CJ CheilJedang, the country’s leading food company, is also preparing to divest its core bio division valued at around 6 trillion won ($4.3 billion). Last year, the bio division reported 4.143 trillion won in revenue and an operating profit of 251.3 billion won, accounting for 23% of its total sales and 30% of its operating profit. The division up for sale is the green bio division, which produces feed additives and seasoned foods.

Although the business is profitable, the division faces mounting pressure from low-cost Chinese competitors. Analysts believe CJ aims to raise cash for future acquisitions, as it did in 2018 when it sold its pharmaceutical arm (CJ Healthcare) and later acquired Schwan’s Company, the second-largest frozen food maker in the U.S.

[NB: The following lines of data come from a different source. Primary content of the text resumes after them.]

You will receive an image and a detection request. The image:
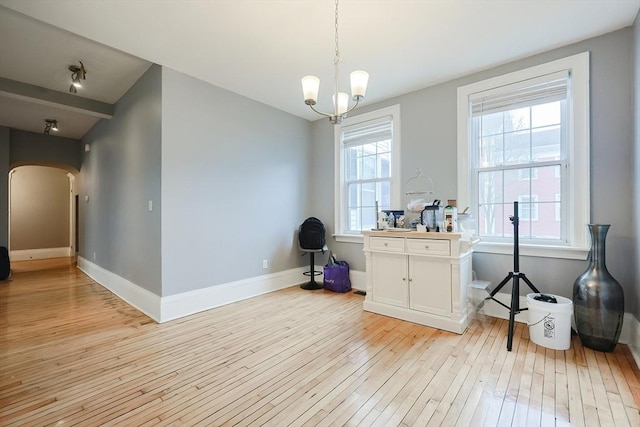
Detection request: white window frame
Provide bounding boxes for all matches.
[333,104,401,243]
[458,52,590,259]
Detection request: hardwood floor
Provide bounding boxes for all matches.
[0,260,640,426]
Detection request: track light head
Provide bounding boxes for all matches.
[44,119,59,135]
[69,61,87,93]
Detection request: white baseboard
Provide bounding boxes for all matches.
[78,257,322,323]
[160,267,308,323]
[9,247,73,261]
[78,256,162,322]
[349,270,367,292]
[468,288,640,366]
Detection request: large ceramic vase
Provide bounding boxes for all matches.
[573,224,624,352]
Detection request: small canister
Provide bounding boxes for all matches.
[444,205,458,233]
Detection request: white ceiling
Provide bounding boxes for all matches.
[0,0,640,137]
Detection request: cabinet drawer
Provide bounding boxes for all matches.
[407,239,451,256]
[369,237,404,252]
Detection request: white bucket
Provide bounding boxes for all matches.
[527,294,573,350]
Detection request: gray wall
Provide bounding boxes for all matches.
[632,12,640,321]
[10,166,71,251]
[0,126,11,247]
[79,66,162,295]
[162,68,310,296]
[312,28,638,313]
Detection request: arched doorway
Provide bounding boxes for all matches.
[8,165,77,261]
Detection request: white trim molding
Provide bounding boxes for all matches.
[9,247,73,261]
[160,266,310,323]
[78,257,322,323]
[78,256,162,322]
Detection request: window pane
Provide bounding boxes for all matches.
[361,206,378,230]
[361,182,376,206]
[504,130,531,165]
[479,112,504,136]
[345,146,360,181]
[504,107,531,132]
[378,139,391,154]
[478,203,504,237]
[531,101,561,128]
[479,134,504,167]
[378,153,391,178]
[478,171,503,205]
[531,166,562,203]
[347,183,360,208]
[531,126,562,161]
[358,155,376,179]
[504,168,531,203]
[377,181,391,210]
[531,201,562,240]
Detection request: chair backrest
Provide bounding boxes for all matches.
[298,217,326,249]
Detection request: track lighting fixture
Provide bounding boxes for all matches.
[69,61,87,93]
[44,119,58,135]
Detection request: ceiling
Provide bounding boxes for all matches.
[0,0,640,138]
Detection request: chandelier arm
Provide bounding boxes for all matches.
[308,104,333,117]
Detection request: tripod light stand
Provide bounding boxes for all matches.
[485,202,540,351]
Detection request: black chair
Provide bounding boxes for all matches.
[298,217,328,290]
[298,245,329,291]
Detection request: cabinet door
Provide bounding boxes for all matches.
[409,256,451,316]
[371,252,408,307]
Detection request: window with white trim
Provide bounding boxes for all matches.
[458,52,589,258]
[335,105,400,242]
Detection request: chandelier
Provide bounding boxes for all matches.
[302,0,369,125]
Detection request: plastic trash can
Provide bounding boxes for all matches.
[527,294,573,350]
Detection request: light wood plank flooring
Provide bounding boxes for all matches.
[0,260,640,426]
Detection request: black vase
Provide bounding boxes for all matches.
[573,224,624,352]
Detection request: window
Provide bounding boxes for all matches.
[458,53,589,259]
[518,194,538,222]
[335,105,400,242]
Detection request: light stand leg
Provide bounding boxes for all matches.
[485,202,540,351]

The Korean M&A market has already seen several large-scale transactions in the second half of this year, with deals worth trillions of won. LG Display sold its Guangzhou production unit for 2 trillion won, while Samsung SDI divested its polarizing film division for 1.21 trillion won, both to Chinese companies.

These sales underscore the changing business landscape. Chinese companies, once latecomers emulating Korean technologies, have rapidly closed the gap and now compete aggressively with lower prices. Consequently, Korean companies are increasingly selling businesses once deemed core.